Calvin kira, mudah untuk membuka hati? Sama sekali tidak. Butuh proses sangat panjang. Bisa sukses, bisa saja gagal. Sofia enggan melakukannya. Ia lebih senang menikmati kesedihan dan kesepiannya. Terlebih Sofia sudah memisahkan cinta dengan urusan lain. Kendati kehidupan cintanya berantakan, karier dan kehidupan sosial Sofia sangat bagus. Target-targetnya satu per satu tercapai. Sejak kecil sampai sekarang, prestasi hidupnya selalu memuaskan.

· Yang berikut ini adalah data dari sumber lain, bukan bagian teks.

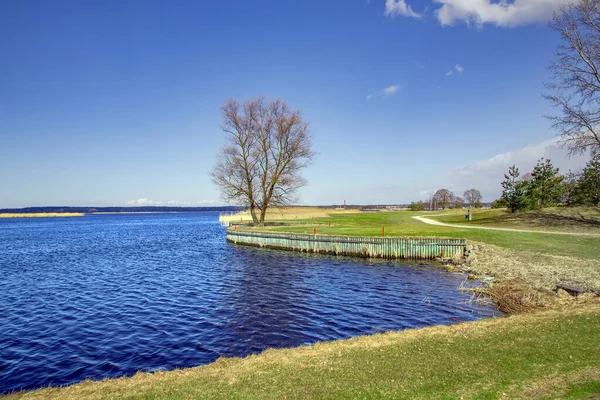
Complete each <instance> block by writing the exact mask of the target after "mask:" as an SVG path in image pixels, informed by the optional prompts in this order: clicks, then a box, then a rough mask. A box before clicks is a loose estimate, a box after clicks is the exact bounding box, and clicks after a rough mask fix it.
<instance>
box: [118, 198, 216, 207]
mask: <svg viewBox="0 0 600 400" xmlns="http://www.w3.org/2000/svg"><path fill="white" fill-rule="evenodd" d="M127 205H129V206H132V207H141V206H173V207H184V206H185V207H196V206H199V207H201V206H214V205H217V201H216V200H199V201H197V202H189V201H179V200H167V201H162V200H152V199H149V198H147V197H140V198H139V199H135V200H129V201H128V202H127Z"/></svg>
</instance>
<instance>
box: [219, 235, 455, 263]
mask: <svg viewBox="0 0 600 400" xmlns="http://www.w3.org/2000/svg"><path fill="white" fill-rule="evenodd" d="M227 240H228V241H229V242H232V243H236V244H240V245H247V246H256V247H266V248H272V249H284V250H295V251H304V252H312V253H324V254H337V255H349V256H359V257H372V258H405V259H411V260H427V259H433V258H435V257H443V258H452V257H454V256H455V255H457V254H462V252H463V251H464V249H465V246H466V240H464V239H445V238H439V239H438V238H433V239H428V238H384V237H381V238H377V237H352V236H349V237H348V236H319V235H316V236H312V235H292V234H282V233H264V232H244V231H234V230H231V229H228V230H227Z"/></svg>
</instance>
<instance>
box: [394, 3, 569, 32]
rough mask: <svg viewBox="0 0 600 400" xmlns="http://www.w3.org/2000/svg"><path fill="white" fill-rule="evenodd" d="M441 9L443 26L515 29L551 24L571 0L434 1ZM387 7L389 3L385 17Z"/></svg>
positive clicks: (437, 16) (436, 10) (438, 19)
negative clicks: (545, 21)
mask: <svg viewBox="0 0 600 400" xmlns="http://www.w3.org/2000/svg"><path fill="white" fill-rule="evenodd" d="M434 1H435V2H436V3H439V4H441V5H442V6H441V7H440V8H438V9H437V10H436V12H435V14H436V16H437V19H438V21H439V22H440V24H442V25H454V24H455V23H457V22H465V23H467V24H475V25H477V26H479V27H481V26H483V25H484V24H492V25H496V26H502V27H509V28H511V27H516V26H523V25H528V24H533V23H538V22H544V21H548V20H549V19H550V18H551V17H552V12H553V11H555V10H556V9H557V8H558V7H559V6H561V5H566V4H568V3H570V2H572V0H514V1H511V2H509V1H508V0H499V1H495V2H492V1H491V0H434ZM387 10H388V5H387V3H386V14H387Z"/></svg>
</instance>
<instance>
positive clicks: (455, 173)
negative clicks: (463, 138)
mask: <svg viewBox="0 0 600 400" xmlns="http://www.w3.org/2000/svg"><path fill="white" fill-rule="evenodd" d="M541 157H544V158H549V159H550V160H551V161H552V164H553V165H554V166H555V167H558V168H559V169H560V173H566V172H568V171H569V170H572V171H576V170H578V169H581V168H583V167H584V166H585V163H586V162H587V161H588V159H589V157H588V156H587V155H580V156H574V157H570V158H569V157H568V155H567V151H566V150H565V149H562V148H561V147H560V146H559V145H558V138H555V139H552V140H547V141H544V142H541V143H538V144H535V145H530V146H526V147H524V148H522V149H519V150H515V151H509V152H506V153H502V154H498V155H496V156H494V157H492V158H489V159H487V160H482V161H478V162H476V163H474V164H471V165H465V166H461V167H458V168H455V169H454V170H451V171H449V172H448V174H447V176H446V177H445V179H444V181H445V182H451V185H452V188H453V190H454V189H456V190H458V191H457V192H455V193H456V194H460V195H462V192H463V191H464V190H466V189H470V188H476V189H479V190H480V191H481V193H482V194H483V197H484V201H492V200H494V199H496V198H498V197H499V196H500V194H501V191H502V188H501V187H500V182H502V180H503V179H504V174H505V173H507V171H508V167H510V166H511V165H513V164H514V165H516V166H517V167H518V168H519V172H520V173H521V175H524V174H526V173H527V172H531V171H532V170H533V167H534V166H535V164H536V163H537V161H538V160H539V159H540V158H541ZM459 192H460V193H459Z"/></svg>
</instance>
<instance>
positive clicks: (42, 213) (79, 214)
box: [0, 213, 85, 218]
mask: <svg viewBox="0 0 600 400" xmlns="http://www.w3.org/2000/svg"><path fill="white" fill-rule="evenodd" d="M84 215H85V214H84V213H0V218H51V217H83V216H84Z"/></svg>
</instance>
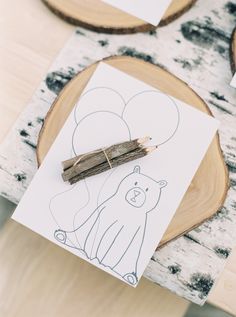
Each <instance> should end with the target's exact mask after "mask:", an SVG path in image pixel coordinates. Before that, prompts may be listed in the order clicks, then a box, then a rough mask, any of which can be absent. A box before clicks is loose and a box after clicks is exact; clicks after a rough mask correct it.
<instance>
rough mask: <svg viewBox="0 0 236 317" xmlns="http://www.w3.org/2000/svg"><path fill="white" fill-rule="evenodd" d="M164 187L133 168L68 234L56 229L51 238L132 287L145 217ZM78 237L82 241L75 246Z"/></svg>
mask: <svg viewBox="0 0 236 317" xmlns="http://www.w3.org/2000/svg"><path fill="white" fill-rule="evenodd" d="M165 186H167V181H165V180H161V181H156V180H154V179H152V178H151V177H149V176H147V175H145V174H142V173H141V169H140V166H135V167H134V169H133V171H132V172H131V173H130V174H128V175H126V176H125V177H124V178H123V179H122V180H121V181H120V183H119V185H118V186H117V189H116V191H115V193H114V194H113V195H111V196H110V197H109V198H108V199H106V200H105V201H103V202H102V203H101V204H100V205H99V206H98V207H97V208H96V209H95V210H94V211H93V212H92V213H91V214H89V215H88V217H87V219H86V220H85V221H84V222H83V223H82V224H80V225H79V226H78V227H76V228H73V230H71V231H66V230H63V228H60V229H57V230H56V231H55V232H54V237H55V238H56V240H57V241H59V242H60V243H62V244H65V245H67V246H69V247H72V248H76V249H78V250H79V251H81V252H82V253H83V254H84V255H85V257H86V258H87V259H88V260H89V261H94V260H95V261H98V263H99V264H100V265H102V266H104V267H107V268H109V269H111V270H112V271H113V272H114V273H116V274H118V275H119V276H120V277H122V278H123V279H124V280H125V281H126V282H128V283H129V284H131V285H136V284H137V282H138V277H139V273H138V263H139V258H140V254H141V251H142V246H143V242H144V239H145V234H146V225H147V218H148V214H149V213H150V212H151V211H154V210H155V209H156V207H157V206H158V203H159V201H160V198H161V193H162V188H164V187H165ZM54 199H56V197H54ZM52 202H53V200H52ZM84 232H86V234H85V236H84ZM82 235H83V236H84V241H83V242H82V243H78V240H79V238H80V237H82ZM75 236H76V239H75Z"/></svg>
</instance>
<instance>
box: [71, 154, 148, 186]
mask: <svg viewBox="0 0 236 317" xmlns="http://www.w3.org/2000/svg"><path fill="white" fill-rule="evenodd" d="M147 154H148V153H147V151H146V149H144V148H136V149H135V150H133V151H131V152H128V153H125V154H123V155H121V156H118V157H116V158H114V159H112V160H111V161H110V162H111V165H112V167H113V168H114V167H117V166H120V165H122V164H125V163H128V162H130V161H133V160H136V159H140V158H142V157H144V156H145V155H147ZM109 169H110V165H109V164H108V162H104V163H102V164H100V165H96V166H94V167H92V168H90V169H89V170H86V171H84V172H82V173H80V174H78V175H76V176H75V177H73V178H71V179H69V182H70V184H74V183H76V182H78V181H80V180H82V179H85V178H87V177H90V176H93V175H97V174H100V173H102V172H106V171H108V170H109Z"/></svg>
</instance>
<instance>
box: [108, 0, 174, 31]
mask: <svg viewBox="0 0 236 317" xmlns="http://www.w3.org/2000/svg"><path fill="white" fill-rule="evenodd" d="M103 1H104V2H106V3H108V4H110V5H112V6H114V7H115V8H118V9H120V10H122V11H124V12H126V13H129V14H131V15H133V16H135V17H137V18H139V19H141V20H144V21H146V22H148V23H151V24H153V25H155V26H157V25H158V23H159V22H160V20H161V18H162V17H163V15H164V14H165V11H166V10H167V9H168V7H169V5H170V3H171V1H172V0H158V1H157V0H146V1H143V0H125V1H124V0H123V1H122V0H103Z"/></svg>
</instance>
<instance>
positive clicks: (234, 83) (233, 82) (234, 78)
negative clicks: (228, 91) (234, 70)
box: [230, 73, 236, 88]
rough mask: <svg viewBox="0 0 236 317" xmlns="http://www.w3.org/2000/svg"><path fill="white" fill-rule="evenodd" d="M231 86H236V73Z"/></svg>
mask: <svg viewBox="0 0 236 317" xmlns="http://www.w3.org/2000/svg"><path fill="white" fill-rule="evenodd" d="M230 86H232V87H234V88H236V73H235V74H234V77H233V78H232V80H231V83H230Z"/></svg>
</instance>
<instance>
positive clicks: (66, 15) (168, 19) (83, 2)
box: [42, 0, 196, 34]
mask: <svg viewBox="0 0 236 317" xmlns="http://www.w3.org/2000/svg"><path fill="white" fill-rule="evenodd" d="M42 1H43V2H44V3H45V4H46V5H47V6H48V8H49V9H50V10H51V11H52V12H54V13H55V14H56V15H58V16H59V17H60V18H62V19H64V20H66V21H67V22H69V23H72V24H75V25H79V26H83V27H86V28H88V29H91V30H94V31H98V32H104V33H113V34H114V33H116V34H125V33H135V32H146V31H150V30H154V29H155V28H156V27H154V26H152V25H151V24H147V23H145V22H144V21H142V20H140V19H138V18H136V17H134V16H132V15H129V14H127V13H125V12H123V11H121V10H118V9H116V8H114V7H112V6H110V5H108V4H106V3H104V2H102V1H99V0H86V1H84V0H42ZM195 2H196V0H173V1H172V3H171V4H170V6H169V8H168V9H167V11H166V13H165V15H164V16H163V18H162V20H161V22H160V24H159V26H162V25H166V24H168V23H170V22H171V21H173V20H175V19H176V18H178V17H179V16H180V15H182V14H183V13H184V12H186V11H187V10H188V9H190V8H191V6H192V5H193V4H194V3H195Z"/></svg>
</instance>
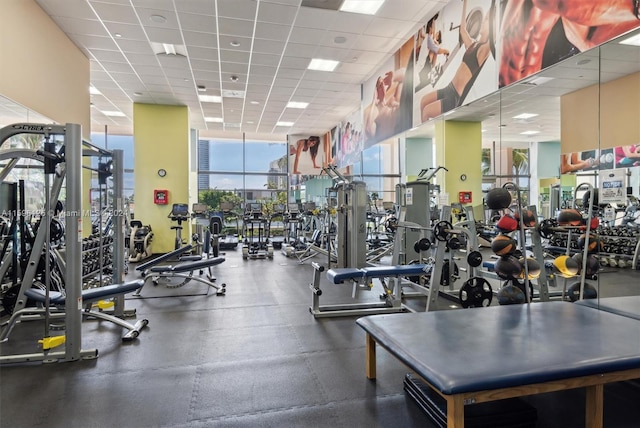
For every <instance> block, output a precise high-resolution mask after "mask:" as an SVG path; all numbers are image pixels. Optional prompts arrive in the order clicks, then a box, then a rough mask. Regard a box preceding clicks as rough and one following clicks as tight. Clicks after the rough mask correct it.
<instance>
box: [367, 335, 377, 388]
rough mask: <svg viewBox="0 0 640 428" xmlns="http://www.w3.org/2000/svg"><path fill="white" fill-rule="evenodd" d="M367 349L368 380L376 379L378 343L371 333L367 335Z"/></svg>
mask: <svg viewBox="0 0 640 428" xmlns="http://www.w3.org/2000/svg"><path fill="white" fill-rule="evenodd" d="M366 341H367V349H366V358H367V361H366V371H367V379H375V378H376V341H375V340H374V339H373V336H371V335H370V334H369V333H367V338H366Z"/></svg>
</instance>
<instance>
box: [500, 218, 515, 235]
mask: <svg viewBox="0 0 640 428" xmlns="http://www.w3.org/2000/svg"><path fill="white" fill-rule="evenodd" d="M517 228H518V220H517V219H516V218H515V217H514V216H512V215H511V214H505V215H503V216H502V217H500V220H498V222H497V223H496V229H498V230H499V231H500V232H503V233H509V232H513V231H514V230H516V229H517Z"/></svg>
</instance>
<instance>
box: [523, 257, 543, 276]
mask: <svg viewBox="0 0 640 428" xmlns="http://www.w3.org/2000/svg"><path fill="white" fill-rule="evenodd" d="M519 261H520V266H522V272H520V277H519V278H521V279H523V278H524V272H525V270H524V267H525V264H526V265H527V272H528V273H529V277H528V279H536V278H538V277H539V276H540V263H538V261H537V260H536V259H534V258H533V257H527V258H526V259H525V258H521V259H520V260H519Z"/></svg>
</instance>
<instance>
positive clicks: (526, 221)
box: [515, 209, 536, 227]
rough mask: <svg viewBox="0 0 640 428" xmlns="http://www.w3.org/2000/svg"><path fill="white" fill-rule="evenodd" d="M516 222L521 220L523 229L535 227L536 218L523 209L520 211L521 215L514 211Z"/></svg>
mask: <svg viewBox="0 0 640 428" xmlns="http://www.w3.org/2000/svg"><path fill="white" fill-rule="evenodd" d="M515 218H516V220H518V221H520V218H522V224H523V225H524V226H525V227H533V226H535V225H536V216H535V215H534V214H533V211H531V210H528V209H525V210H522V213H519V212H517V211H516V213H515Z"/></svg>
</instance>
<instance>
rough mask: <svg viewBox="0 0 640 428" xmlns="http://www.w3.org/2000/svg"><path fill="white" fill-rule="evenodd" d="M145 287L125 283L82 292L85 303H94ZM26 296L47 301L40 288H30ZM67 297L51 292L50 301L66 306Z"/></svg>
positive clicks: (94, 288)
mask: <svg viewBox="0 0 640 428" xmlns="http://www.w3.org/2000/svg"><path fill="white" fill-rule="evenodd" d="M143 285H144V281H143V280H135V281H129V282H123V283H122V284H111V285H105V286H104V287H96V288H89V289H87V290H82V301H83V302H84V303H89V302H94V301H96V300H100V299H106V298H109V297H115V296H117V295H119V294H127V293H131V292H134V291H136V290H137V289H139V288H140V287H142V286H143ZM24 294H25V296H27V297H28V298H29V299H31V300H34V301H36V302H42V303H44V301H45V297H46V296H45V292H44V290H42V289H40V288H29V289H28V290H26V291H25V292H24ZM65 300H66V296H65V295H64V294H62V293H60V292H57V291H51V292H49V301H50V302H51V303H52V304H54V305H64V304H65Z"/></svg>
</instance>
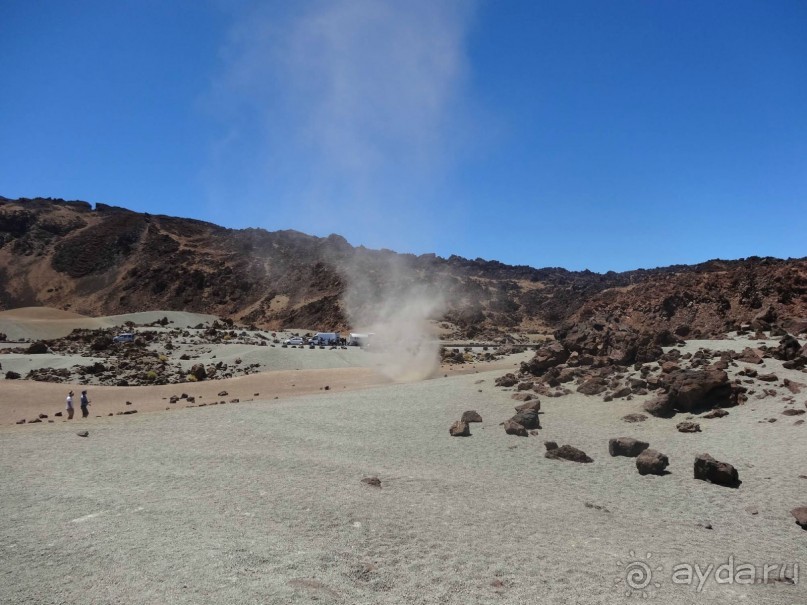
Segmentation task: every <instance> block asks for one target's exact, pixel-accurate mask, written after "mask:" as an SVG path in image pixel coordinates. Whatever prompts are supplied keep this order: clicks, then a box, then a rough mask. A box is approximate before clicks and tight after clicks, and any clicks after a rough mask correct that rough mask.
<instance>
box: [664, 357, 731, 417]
mask: <svg viewBox="0 0 807 605" xmlns="http://www.w3.org/2000/svg"><path fill="white" fill-rule="evenodd" d="M664 382H665V386H666V387H667V396H668V398H669V404H670V406H672V408H673V409H674V410H675V411H678V412H691V411H693V410H700V409H712V408H716V407H730V406H734V405H737V403H738V401H739V399H738V398H739V394H740V393H741V387H735V386H734V385H732V383H730V382H729V379H728V375H727V374H726V372H724V371H723V370H718V369H714V368H707V369H697V370H691V369H690V370H678V371H675V372H671V373H670V374H668V375H667V377H666V378H665V380H664ZM648 411H649V410H648Z"/></svg>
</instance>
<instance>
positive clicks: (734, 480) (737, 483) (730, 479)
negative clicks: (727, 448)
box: [695, 454, 742, 488]
mask: <svg viewBox="0 0 807 605" xmlns="http://www.w3.org/2000/svg"><path fill="white" fill-rule="evenodd" d="M695 479H700V480H701V481H708V482H709V483H714V484H715V485H723V486H725V487H734V488H736V487H740V484H741V483H742V481H740V476H739V474H738V473H737V469H735V468H734V467H733V466H732V465H730V464H729V463H727V462H720V461H718V460H715V459H714V458H712V457H711V456H710V455H709V454H701V455H700V456H698V457H696V458H695Z"/></svg>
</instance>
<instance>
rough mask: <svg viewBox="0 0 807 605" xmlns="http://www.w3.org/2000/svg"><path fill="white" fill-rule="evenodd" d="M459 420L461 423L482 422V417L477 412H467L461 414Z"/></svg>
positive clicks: (481, 416)
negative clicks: (459, 419)
mask: <svg viewBox="0 0 807 605" xmlns="http://www.w3.org/2000/svg"><path fill="white" fill-rule="evenodd" d="M460 420H461V421H462V422H482V416H480V415H479V412H477V411H476V410H468V411H467V412H463V414H462V418H461V419H460Z"/></svg>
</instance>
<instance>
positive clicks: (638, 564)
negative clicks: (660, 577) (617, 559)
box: [614, 551, 664, 599]
mask: <svg viewBox="0 0 807 605" xmlns="http://www.w3.org/2000/svg"><path fill="white" fill-rule="evenodd" d="M628 556H629V557H630V559H629V560H628V562H627V563H623V562H622V561H617V562H616V566H617V569H619V572H620V575H619V576H617V577H616V578H615V579H614V586H619V585H620V584H622V583H624V586H625V596H626V597H630V596H632V595H637V596H639V597H641V598H643V599H646V598H648V597H649V596H650V594H651V593H652V591H653V589H655V588H660V587H661V583H659V582H654V581H653V572H657V571H663V570H664V566H663V565H657V566H656V567H654V568H653V567H651V566H650V563H649V561H650V558H651V557H652V556H653V555H652V553H647V555H646V556H645V560H644V561H642V560H641V559H637V557H636V553H635V552H634V551H630V552H629V553H628Z"/></svg>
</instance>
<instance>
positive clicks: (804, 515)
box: [790, 506, 807, 529]
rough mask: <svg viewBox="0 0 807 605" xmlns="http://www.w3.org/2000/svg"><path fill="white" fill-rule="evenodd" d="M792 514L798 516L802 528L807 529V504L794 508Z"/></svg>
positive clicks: (796, 520) (794, 515)
mask: <svg viewBox="0 0 807 605" xmlns="http://www.w3.org/2000/svg"><path fill="white" fill-rule="evenodd" d="M790 514H791V515H793V516H794V517H796V523H798V524H799V525H801V528H802V529H807V506H799V507H798V508H794V509H793V510H792V511H790Z"/></svg>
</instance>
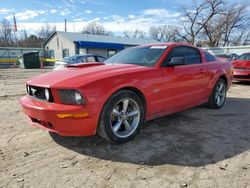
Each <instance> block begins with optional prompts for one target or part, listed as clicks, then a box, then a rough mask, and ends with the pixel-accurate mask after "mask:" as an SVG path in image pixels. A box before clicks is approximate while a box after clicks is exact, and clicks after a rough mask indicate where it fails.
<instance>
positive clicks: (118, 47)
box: [43, 31, 156, 59]
mask: <svg viewBox="0 0 250 188" xmlns="http://www.w3.org/2000/svg"><path fill="white" fill-rule="evenodd" d="M147 43H156V41H154V40H146V39H132V38H123V37H111V36H103V35H90V34H82V33H73V32H59V31H57V32H54V33H53V34H52V35H51V36H50V37H49V38H48V39H47V40H46V41H45V42H44V44H43V46H44V48H45V50H46V51H47V52H48V56H49V57H51V58H55V59H62V58H64V57H69V56H72V55H75V54H99V55H102V56H104V57H107V58H108V57H110V56H112V55H114V54H115V53H117V52H118V51H121V50H123V49H125V48H128V47H132V46H137V45H142V44H147Z"/></svg>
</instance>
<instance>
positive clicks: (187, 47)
mask: <svg viewBox="0 0 250 188" xmlns="http://www.w3.org/2000/svg"><path fill="white" fill-rule="evenodd" d="M181 57H184V58H185V61H186V64H185V65H176V66H172V65H171V60H172V59H173V58H181ZM161 70H162V71H161V72H162V74H163V77H164V87H163V88H162V89H161V94H162V95H163V97H164V99H165V101H164V106H163V107H162V108H163V110H164V111H171V112H173V111H177V110H179V109H182V108H183V109H185V108H188V107H192V106H194V105H197V104H200V103H201V102H202V101H204V100H206V99H205V91H206V90H205V87H206V85H207V84H208V83H207V79H206V77H205V74H203V71H204V70H203V64H202V58H201V54H200V51H199V50H198V49H196V48H192V47H188V46H177V47H175V48H173V50H172V51H171V52H170V53H169V54H168V56H167V57H166V59H165V61H164V63H163V64H162V67H161Z"/></svg>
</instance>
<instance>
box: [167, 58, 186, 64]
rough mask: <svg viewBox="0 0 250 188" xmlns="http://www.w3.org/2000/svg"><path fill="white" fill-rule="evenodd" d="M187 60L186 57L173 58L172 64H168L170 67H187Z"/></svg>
mask: <svg viewBox="0 0 250 188" xmlns="http://www.w3.org/2000/svg"><path fill="white" fill-rule="evenodd" d="M185 64H186V58H185V57H173V58H172V59H171V61H170V62H168V64H167V65H168V66H177V65H185Z"/></svg>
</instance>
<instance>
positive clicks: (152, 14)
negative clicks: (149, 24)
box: [142, 8, 180, 17]
mask: <svg viewBox="0 0 250 188" xmlns="http://www.w3.org/2000/svg"><path fill="white" fill-rule="evenodd" d="M142 14H144V15H148V16H162V17H178V16H180V13H179V12H170V11H168V10H166V9H161V8H159V9H146V10H143V11H142Z"/></svg>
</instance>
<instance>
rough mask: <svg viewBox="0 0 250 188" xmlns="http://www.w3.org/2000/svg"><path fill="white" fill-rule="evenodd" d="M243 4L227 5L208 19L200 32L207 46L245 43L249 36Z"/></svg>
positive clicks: (248, 24) (247, 25)
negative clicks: (223, 8)
mask: <svg viewBox="0 0 250 188" xmlns="http://www.w3.org/2000/svg"><path fill="white" fill-rule="evenodd" d="M245 10H246V7H245V6H244V5H237V6H233V5H231V6H228V7H226V8H225V9H224V10H223V12H221V14H218V15H216V16H214V17H213V18H212V19H210V20H209V21H208V22H207V23H206V24H205V25H204V28H203V31H202V34H203V36H201V37H204V38H205V41H207V44H206V45H208V46H211V47H212V46H219V45H222V46H225V45H230V44H233V45H241V44H246V43H247V41H248V38H249V19H248V17H247V16H246V15H247V14H246V11H245Z"/></svg>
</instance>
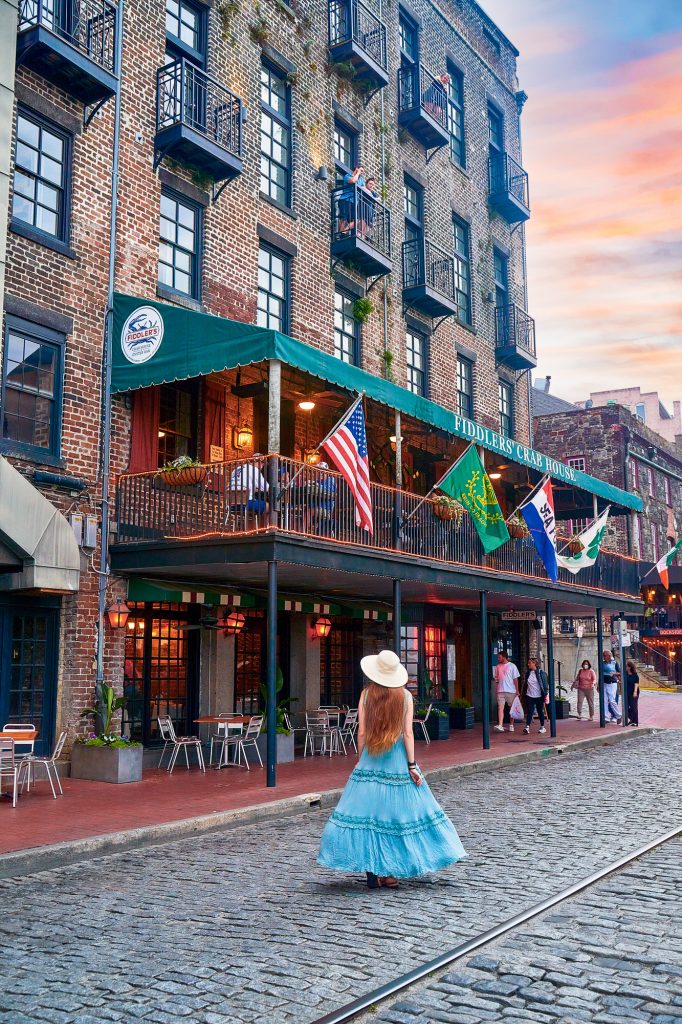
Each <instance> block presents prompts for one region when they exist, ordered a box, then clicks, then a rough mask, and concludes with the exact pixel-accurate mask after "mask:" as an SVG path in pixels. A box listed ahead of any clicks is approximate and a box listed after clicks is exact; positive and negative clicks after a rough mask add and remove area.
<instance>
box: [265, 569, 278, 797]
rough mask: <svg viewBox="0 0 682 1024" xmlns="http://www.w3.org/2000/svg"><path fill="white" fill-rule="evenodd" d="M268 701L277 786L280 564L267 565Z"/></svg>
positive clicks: (267, 708)
mask: <svg viewBox="0 0 682 1024" xmlns="http://www.w3.org/2000/svg"><path fill="white" fill-rule="evenodd" d="M265 671H266V682H267V701H266V706H265V721H266V724H267V748H266V759H265V760H266V766H267V768H266V771H267V785H268V787H270V788H272V787H273V786H275V785H276V780H275V765H276V760H278V734H276V713H275V703H276V698H278V697H276V679H278V563H276V562H275V561H272V562H268V563H267V654H266V669H265Z"/></svg>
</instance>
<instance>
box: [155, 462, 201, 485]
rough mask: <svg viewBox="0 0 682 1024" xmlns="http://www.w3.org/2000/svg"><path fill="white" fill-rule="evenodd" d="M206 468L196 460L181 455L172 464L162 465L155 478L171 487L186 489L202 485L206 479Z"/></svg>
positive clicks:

Jangan tanyakan masalah cinta. Sofia terjebak pada kegagalan yang membawanya pada kepedihan tak berujung.
Hatinya begitu sedih. Mendengar dan menyaksikan potongan video di depannya. Saat Sofia merobek-robek suratnya dan melemparnya ke tempat sampah. Pria tampan itu mengerti, sangat mengerti. Cintanya bertepuk sebelah tangan.
"Calvin...don't be sad." Suster Ghea memeluknya. Ia tak bisa melihat sepupunya bersedih.
Segera saja Calvin menguasai diri. Panjangnya kesabaran untuk mencintai mengalahkan kesedihan.
"No problem, Ghea. Sofia butuh waktu...dia pasti akan mendapat kebahagiaan sejati. Dan aku akan tetap mencintainya." ujar Calvin lembut.
"Tiga kali Sofia merobek suratmu, itu pertanda penolakan. Dia menolakmu berkali-kali, Calvin." lirih Suster Ghea.
Sungguh, ia tak menyangka. Pria sebaik Calvin ditolak cintanya. Wanita yang terpilih untuk dicintai Calvin itu benar-benar tidak bersyukur. Ditolak berkali-kali oleh wanita yang dicintainya, Calvin tetap sabar. Tetap lembut. Tetap tulus.
"Cinta tidak bisa dipaksakan. Untuk menjalani sebuah hubungan, diperlukan komitmen dan kesadaran dari dua belah pihak." kata Calvin bijak.
"Calvin, bagaimana kalau kamu katakan yang sebenarnya? Aku...aku tidak rela sepupuku yang tampan dan baik diperlakukan seperti itu." usul Suster Ghea.